The Unlikeliness Factor: On some level, Tim Tebow’s success has been unlikely, but hardly so much as people have made it out to be. Tebow played at one of the best college football programs in the nation at Florida, in the perfect system for his skill set. He had a large section of the press corps cheering for him to be drafted in the first round — Drew Magary made an art of mocking Peter King’s “draft Tebow and pop the bubbly” line — the Broncos traded up to draft him. Since he was drafted Broncos fans have been clamoring for him to be the team’s starting quarterback, even buying billboard space to express their desires. Sure, at the beginning of this season John Fox and John Elway clearly didn’t have much faith in Tebow, but they might have been the only people in Denver who felt that way.

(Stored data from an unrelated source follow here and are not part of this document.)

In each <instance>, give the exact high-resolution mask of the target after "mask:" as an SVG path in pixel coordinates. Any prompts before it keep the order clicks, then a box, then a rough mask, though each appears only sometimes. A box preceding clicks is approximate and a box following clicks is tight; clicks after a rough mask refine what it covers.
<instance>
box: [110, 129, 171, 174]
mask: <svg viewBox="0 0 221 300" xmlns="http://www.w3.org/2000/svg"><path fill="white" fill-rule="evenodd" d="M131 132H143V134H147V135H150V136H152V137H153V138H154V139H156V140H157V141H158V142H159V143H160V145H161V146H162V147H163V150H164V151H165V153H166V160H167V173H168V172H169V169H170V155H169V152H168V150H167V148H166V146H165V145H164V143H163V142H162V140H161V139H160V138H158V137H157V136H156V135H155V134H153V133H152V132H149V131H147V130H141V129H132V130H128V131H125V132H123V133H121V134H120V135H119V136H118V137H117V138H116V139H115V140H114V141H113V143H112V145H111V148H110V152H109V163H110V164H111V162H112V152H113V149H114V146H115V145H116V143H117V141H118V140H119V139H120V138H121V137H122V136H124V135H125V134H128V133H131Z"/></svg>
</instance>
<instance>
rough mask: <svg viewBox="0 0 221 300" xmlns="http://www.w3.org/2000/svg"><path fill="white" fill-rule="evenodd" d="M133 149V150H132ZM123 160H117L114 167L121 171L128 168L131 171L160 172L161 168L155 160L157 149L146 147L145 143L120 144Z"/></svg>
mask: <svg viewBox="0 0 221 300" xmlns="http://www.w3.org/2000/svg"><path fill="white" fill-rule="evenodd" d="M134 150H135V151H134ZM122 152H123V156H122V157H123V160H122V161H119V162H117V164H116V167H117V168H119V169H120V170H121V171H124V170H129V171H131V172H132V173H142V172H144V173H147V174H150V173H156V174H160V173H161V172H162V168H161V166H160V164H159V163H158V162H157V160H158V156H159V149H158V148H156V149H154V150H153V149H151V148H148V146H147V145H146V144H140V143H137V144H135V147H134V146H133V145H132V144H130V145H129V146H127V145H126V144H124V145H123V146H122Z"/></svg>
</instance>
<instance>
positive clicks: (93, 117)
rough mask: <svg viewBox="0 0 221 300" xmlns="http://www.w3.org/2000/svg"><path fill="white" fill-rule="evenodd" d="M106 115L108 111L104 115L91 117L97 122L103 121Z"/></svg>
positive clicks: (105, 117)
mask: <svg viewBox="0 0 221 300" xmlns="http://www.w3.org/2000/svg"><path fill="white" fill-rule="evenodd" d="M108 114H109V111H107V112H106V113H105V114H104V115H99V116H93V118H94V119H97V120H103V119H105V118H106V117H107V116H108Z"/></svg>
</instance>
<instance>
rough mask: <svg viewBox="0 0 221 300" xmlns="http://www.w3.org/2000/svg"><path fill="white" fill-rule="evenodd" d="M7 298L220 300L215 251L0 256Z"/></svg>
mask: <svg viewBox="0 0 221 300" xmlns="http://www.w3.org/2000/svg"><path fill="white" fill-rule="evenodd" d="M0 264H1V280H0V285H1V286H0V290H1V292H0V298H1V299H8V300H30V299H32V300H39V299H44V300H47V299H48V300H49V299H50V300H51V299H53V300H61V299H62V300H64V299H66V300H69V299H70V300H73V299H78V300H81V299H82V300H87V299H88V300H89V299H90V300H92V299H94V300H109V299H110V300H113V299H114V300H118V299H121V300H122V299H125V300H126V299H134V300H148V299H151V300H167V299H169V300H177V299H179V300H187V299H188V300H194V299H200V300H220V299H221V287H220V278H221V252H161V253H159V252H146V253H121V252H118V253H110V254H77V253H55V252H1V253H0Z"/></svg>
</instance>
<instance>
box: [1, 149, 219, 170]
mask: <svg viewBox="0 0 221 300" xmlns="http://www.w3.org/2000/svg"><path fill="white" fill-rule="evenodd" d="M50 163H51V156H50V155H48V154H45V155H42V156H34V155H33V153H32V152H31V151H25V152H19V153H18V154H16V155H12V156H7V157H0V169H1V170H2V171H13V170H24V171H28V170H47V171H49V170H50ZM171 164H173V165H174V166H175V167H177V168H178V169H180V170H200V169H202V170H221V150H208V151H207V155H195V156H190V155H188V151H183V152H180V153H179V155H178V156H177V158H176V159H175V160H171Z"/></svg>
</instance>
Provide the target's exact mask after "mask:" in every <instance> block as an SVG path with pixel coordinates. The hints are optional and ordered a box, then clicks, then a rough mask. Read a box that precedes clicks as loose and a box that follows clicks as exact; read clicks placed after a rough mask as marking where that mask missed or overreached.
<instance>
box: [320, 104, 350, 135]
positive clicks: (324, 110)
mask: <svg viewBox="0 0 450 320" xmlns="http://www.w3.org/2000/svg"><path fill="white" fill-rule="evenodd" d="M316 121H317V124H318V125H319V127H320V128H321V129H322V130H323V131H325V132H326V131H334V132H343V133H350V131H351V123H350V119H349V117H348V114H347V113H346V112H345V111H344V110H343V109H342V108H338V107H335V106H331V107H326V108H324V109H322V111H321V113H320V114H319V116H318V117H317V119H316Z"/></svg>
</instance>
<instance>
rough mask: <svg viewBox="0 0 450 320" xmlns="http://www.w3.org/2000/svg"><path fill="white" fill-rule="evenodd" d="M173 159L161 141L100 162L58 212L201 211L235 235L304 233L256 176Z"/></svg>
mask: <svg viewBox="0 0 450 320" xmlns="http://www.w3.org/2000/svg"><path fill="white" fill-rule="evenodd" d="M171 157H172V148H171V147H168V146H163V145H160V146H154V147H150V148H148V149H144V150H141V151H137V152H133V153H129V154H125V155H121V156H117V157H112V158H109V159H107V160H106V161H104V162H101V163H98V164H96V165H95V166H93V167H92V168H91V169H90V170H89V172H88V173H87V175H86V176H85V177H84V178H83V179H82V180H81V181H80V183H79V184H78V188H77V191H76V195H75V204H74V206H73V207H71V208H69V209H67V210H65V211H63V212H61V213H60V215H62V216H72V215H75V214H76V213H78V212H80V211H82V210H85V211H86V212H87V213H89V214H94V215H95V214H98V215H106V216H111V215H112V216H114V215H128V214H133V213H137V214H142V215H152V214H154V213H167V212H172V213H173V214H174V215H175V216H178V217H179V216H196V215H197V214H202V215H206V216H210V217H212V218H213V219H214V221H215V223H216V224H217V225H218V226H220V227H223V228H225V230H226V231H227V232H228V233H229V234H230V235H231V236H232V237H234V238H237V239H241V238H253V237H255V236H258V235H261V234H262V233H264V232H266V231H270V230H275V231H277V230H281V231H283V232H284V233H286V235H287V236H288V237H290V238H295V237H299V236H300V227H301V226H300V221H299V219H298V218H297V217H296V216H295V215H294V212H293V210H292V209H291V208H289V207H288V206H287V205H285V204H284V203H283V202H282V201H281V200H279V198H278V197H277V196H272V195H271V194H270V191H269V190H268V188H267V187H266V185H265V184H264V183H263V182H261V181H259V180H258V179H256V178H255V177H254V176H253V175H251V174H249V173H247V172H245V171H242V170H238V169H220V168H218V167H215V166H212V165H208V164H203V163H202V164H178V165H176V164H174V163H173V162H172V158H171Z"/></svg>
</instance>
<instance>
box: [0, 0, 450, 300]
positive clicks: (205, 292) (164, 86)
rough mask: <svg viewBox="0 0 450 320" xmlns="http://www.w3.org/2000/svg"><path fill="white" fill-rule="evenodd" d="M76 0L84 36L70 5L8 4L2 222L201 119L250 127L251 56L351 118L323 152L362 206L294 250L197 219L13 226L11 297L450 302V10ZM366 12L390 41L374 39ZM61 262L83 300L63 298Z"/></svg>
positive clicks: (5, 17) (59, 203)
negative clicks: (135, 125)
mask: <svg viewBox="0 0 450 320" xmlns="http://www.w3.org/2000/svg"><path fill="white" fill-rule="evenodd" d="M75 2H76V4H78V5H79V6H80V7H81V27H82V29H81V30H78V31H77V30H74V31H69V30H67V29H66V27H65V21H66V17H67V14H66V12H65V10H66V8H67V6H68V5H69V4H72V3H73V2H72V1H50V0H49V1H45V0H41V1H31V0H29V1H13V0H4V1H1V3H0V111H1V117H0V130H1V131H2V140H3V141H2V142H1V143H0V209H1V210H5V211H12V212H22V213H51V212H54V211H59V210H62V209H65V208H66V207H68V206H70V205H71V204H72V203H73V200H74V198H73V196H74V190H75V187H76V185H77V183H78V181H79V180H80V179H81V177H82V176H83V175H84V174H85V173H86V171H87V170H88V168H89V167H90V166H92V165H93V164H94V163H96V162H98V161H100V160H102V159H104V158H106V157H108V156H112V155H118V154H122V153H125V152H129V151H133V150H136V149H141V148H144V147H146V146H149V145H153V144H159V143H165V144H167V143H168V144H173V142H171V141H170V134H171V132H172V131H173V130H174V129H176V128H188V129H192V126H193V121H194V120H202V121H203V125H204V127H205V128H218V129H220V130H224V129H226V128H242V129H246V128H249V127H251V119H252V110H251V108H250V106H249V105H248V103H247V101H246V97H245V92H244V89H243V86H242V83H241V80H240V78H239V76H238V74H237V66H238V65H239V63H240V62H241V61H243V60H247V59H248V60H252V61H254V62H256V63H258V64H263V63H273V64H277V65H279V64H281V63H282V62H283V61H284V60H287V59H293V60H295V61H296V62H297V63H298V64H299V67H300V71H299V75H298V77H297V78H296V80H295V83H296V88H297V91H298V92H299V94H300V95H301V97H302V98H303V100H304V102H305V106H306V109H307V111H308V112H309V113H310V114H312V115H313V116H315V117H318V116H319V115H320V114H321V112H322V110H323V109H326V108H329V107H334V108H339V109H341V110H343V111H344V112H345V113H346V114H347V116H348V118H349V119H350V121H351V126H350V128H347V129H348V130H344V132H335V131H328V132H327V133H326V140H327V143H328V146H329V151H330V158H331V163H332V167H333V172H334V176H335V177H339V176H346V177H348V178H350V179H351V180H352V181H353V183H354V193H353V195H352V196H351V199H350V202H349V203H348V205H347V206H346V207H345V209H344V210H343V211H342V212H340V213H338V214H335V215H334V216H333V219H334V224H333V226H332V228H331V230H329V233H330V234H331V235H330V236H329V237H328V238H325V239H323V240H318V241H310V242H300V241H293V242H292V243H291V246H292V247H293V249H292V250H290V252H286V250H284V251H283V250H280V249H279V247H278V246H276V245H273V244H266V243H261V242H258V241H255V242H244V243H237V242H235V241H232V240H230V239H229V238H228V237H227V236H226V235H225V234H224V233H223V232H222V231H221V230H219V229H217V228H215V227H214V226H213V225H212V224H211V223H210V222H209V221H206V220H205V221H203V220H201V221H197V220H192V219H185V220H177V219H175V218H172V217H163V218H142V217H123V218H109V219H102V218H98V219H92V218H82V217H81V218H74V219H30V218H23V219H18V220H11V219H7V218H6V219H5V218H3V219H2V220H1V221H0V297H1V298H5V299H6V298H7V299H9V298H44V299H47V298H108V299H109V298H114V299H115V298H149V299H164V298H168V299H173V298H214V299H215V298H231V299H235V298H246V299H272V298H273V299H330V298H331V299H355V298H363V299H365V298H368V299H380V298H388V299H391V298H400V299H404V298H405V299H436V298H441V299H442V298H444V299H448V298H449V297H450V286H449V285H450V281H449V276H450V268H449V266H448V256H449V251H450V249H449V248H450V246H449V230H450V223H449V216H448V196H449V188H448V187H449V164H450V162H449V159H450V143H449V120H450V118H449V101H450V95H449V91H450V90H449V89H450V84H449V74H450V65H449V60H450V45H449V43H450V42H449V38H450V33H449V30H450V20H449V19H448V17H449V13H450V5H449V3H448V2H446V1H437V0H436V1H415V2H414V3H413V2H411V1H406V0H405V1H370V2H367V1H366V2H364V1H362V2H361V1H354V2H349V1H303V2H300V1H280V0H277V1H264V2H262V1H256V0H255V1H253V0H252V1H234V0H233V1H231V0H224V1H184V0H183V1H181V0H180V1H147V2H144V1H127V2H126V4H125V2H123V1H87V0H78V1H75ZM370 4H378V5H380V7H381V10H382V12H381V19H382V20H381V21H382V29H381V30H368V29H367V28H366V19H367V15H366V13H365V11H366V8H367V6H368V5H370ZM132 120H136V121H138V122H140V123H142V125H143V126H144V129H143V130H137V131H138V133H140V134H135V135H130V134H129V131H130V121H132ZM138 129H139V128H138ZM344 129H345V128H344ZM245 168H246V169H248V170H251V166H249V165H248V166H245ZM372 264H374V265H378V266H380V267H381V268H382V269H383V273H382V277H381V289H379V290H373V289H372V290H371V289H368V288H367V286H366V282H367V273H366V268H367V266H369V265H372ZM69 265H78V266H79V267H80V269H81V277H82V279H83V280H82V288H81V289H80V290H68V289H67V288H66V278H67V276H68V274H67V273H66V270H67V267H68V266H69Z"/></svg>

Lin, on the other hand, came out of nowhere. Harvard grads are successful in a number of walks of life, professional basketball it not one of them. Lin was undrafted and bounced around the league before landing on the Knicks’ bench. It’s a bit unfair to compare fan reaction for Lin to Tebow, mostly because no one knew who Lin was, or what type of player he could be. That said, in terms of unlikeliness, it’s really no contest, there have been people expecting success from Tebow for a while, no one ever expected anything from Jeremy Lin except Lin himself.
Sustainability: At least on the surface, Lin doesn’t have a fatal flaw like Tebow’s inaccuracy. At 6’3” Lin isn’t undersized for an NBA point guard, he clearly has the footspeed and athleticism to get to the rim, he’s shown quite a few basketball moves, he’s shown some range, and he’s done a good job of facilitating for a sub-par supporting cast. I know that Derek Fisher is about 10,000 years old (ballpark estimate) but Lin absolutely abused him on Friday night, and Fisher has long been considered a solid defender at the point. Furthermore, Lin is in a system that works for him, which increases the likelihood that he’ll continue to be an effective player. The Broncos really simplified their playbook for Tebow, but at some point they’re going to have to throw the ball to win games and then Tebow becomes a real liability. Lin, on the other hand, can run the pick and roll all day long once Amar’e returns, just like Stoudemire and Steve Nash did for so many seasons in Phoenix. It’s not hard to envision Carmelo Anthony adjusting his game a bit to become a kind of super-Shawn Marion, and the Knicks becoming one of the most entertaining teams in the league. Even if he comes back down to Earth, which is likely, Lin should continue to be a productive player for New York.
I hate the Knicks, but I’ll be rooting for Jeremy Lin from here on out. Tim Tebow? Meh.